Solaris Service Level Management
Service Level Definitions and Interactions
This section starts with a high level view of service level management and defines a terminology that is based on existing practices.
Computer systems are used to provide a service to end users. System and application vendors provide a range of components that can be used to construct a service. System managers are responsible for the quality of this service. A service must be available when it is needed and must have acceptable performance characteristics.
Service level management is the process by which information technology (IT) infrastructure is planned, designed, and implemented to provide the levels of functionality, performance, and availability required to meet business or organizational demands.
Service level management involves interactions between end users, system managers, vendors and computer systems. A common way to capture some of these interactions is with a service level agreement (SLA) between the system managers and the end users. Often, many additional interactions and assumptions are not captured formally.
Service level management interactions are shown in FIGURE 2-1. Each interaction consists of a service definition combined with a workload definition. There are many kinds of service definitions and many views of the workload. The processes involved in Service Level Management include creating service and workload definitions and translating from one definition to another.
The workload definition includes a schedule of the work that is run at different times of the day (for example, daytime interactive use, overnight batch, backup, and maintenance periods). For each period, the workload mix is defined in terms of applications, transactions, numbers of users, and work rates.
The service level definition includes availability and performance for service classes that map to key applications and transactions. Availability is specified as uptime over a period of time and is often expressed as a percentage (for example 99.95 percent per month). Performance may be specified as response time for interactive transactions or throughput for batch transactions.
FIGURE 2-1 Service Level Management Interactions
System Level Requirements
System managers first establish a workload definition and the service level requirements. The requirements are communicated to vendors, who respond by proposing a system that meets these requirements.
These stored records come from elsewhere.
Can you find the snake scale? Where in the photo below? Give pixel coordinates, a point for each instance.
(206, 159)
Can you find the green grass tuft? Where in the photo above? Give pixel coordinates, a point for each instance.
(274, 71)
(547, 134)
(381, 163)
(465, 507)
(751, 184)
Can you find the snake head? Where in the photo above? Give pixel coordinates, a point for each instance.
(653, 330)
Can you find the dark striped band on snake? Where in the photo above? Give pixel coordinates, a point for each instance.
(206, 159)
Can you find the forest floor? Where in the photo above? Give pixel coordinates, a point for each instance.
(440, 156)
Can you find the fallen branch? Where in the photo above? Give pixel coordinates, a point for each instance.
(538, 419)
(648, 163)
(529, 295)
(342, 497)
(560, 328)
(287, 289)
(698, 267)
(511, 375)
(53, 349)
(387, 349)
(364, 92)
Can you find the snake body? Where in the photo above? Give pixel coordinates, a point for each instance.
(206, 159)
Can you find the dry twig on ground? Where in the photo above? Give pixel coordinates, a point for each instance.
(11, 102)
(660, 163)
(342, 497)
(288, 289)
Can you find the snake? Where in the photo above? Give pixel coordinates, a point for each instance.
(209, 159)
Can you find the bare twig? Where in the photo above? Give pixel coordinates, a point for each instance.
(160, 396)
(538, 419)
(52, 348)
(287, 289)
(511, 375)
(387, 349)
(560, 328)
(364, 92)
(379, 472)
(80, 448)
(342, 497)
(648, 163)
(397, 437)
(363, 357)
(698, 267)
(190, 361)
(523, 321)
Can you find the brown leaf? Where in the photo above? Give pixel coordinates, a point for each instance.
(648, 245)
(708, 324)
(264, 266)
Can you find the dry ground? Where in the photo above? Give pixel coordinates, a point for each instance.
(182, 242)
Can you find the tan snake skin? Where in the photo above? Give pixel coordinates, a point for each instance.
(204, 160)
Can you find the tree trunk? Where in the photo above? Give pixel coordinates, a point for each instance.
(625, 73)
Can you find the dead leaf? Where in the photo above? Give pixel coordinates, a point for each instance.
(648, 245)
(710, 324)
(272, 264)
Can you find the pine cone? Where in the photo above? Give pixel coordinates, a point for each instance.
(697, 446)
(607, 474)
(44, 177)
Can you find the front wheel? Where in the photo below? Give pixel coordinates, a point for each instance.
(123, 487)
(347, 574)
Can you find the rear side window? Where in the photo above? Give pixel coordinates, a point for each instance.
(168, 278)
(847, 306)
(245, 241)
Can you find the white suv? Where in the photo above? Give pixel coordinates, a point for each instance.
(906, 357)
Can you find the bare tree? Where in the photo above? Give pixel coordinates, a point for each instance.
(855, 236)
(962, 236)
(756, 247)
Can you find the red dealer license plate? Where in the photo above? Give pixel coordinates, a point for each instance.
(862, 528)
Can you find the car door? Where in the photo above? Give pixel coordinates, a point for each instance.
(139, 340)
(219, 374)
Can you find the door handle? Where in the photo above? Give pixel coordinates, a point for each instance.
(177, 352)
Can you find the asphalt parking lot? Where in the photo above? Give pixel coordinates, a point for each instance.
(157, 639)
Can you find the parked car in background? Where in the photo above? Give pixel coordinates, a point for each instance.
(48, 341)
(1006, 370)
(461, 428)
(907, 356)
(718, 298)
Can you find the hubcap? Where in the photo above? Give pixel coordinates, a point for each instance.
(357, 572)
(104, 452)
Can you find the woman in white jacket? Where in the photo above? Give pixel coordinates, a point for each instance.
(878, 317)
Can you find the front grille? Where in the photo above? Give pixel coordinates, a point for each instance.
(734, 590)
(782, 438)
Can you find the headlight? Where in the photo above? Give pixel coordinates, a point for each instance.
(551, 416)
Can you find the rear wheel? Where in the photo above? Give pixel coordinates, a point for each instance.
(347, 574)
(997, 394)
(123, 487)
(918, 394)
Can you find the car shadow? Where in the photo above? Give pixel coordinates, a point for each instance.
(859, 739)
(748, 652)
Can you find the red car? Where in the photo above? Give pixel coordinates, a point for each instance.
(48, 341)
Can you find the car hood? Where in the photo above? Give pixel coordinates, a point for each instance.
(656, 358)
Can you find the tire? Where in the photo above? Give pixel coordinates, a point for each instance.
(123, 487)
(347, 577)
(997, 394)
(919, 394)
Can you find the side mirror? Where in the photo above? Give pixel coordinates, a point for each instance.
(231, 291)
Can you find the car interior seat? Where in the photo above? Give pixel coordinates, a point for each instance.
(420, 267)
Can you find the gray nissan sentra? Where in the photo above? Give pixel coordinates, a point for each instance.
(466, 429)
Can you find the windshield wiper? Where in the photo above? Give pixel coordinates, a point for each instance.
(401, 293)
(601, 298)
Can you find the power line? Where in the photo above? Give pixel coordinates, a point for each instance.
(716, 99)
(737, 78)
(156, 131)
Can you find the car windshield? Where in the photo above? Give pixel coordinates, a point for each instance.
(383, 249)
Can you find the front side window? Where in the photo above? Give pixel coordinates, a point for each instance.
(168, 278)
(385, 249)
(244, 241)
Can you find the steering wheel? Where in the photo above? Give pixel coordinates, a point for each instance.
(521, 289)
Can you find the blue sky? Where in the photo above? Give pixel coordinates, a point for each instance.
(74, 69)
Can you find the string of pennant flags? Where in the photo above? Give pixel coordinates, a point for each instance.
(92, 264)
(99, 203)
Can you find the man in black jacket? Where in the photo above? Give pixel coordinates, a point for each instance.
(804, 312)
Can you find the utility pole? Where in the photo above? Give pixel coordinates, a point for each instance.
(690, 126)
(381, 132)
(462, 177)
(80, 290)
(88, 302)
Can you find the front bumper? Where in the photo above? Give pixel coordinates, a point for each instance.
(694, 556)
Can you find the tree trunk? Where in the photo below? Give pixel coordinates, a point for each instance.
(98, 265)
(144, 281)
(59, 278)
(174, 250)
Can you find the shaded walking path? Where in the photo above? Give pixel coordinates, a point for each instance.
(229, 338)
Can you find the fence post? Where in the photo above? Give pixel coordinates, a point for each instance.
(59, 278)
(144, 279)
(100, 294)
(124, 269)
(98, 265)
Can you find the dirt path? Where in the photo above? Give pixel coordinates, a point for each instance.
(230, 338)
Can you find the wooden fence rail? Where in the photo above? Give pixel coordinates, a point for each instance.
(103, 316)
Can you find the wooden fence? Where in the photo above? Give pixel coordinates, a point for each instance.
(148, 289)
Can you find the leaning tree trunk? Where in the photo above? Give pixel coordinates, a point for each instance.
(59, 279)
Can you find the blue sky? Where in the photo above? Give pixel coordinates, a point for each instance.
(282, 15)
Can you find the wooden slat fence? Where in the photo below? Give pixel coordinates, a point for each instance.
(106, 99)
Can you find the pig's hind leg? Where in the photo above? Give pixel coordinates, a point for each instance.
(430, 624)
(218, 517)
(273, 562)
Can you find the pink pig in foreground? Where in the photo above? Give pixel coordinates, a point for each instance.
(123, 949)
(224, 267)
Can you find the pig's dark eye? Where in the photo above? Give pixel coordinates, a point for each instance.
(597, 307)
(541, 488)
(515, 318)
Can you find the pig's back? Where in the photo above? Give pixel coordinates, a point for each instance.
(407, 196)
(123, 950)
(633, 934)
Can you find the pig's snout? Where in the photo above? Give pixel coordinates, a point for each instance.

Vendors measure the system performance using generic benchmarks. They may also work with system managers to define a customer-specific benchmark test. Vendors provide a sizing estimate based on the service level requirements and workload definition. The basis of the sizing estimate can be a published benchmark performance. In some cases, the measured performance on a customer-defined benchmark is used as the basis of a sizing estimate. Vendors provide reliability data for system components. They can also provide availability and performance guarantees for production systems with a defined workload (at a price). Vendors cannot provide unqualified guarantees because typically, many application and environmental dependencies are outside their control.
Service Level Agreements
System managers and end users negotiate an SLA that establishes a user-oriented view of the workload mix and the service levels required. This may take the form: 95th percentile response time of under two seconds for the new-order transaction with up to 600 users online during the peak hour. It is important to specify the workload (in this case the number of users at the peak period), both to provide bounds for what the system is expected to do and to be precise about the measurement interval. Performance measures averaged over shorter intervals will have higher variance and higher peaks.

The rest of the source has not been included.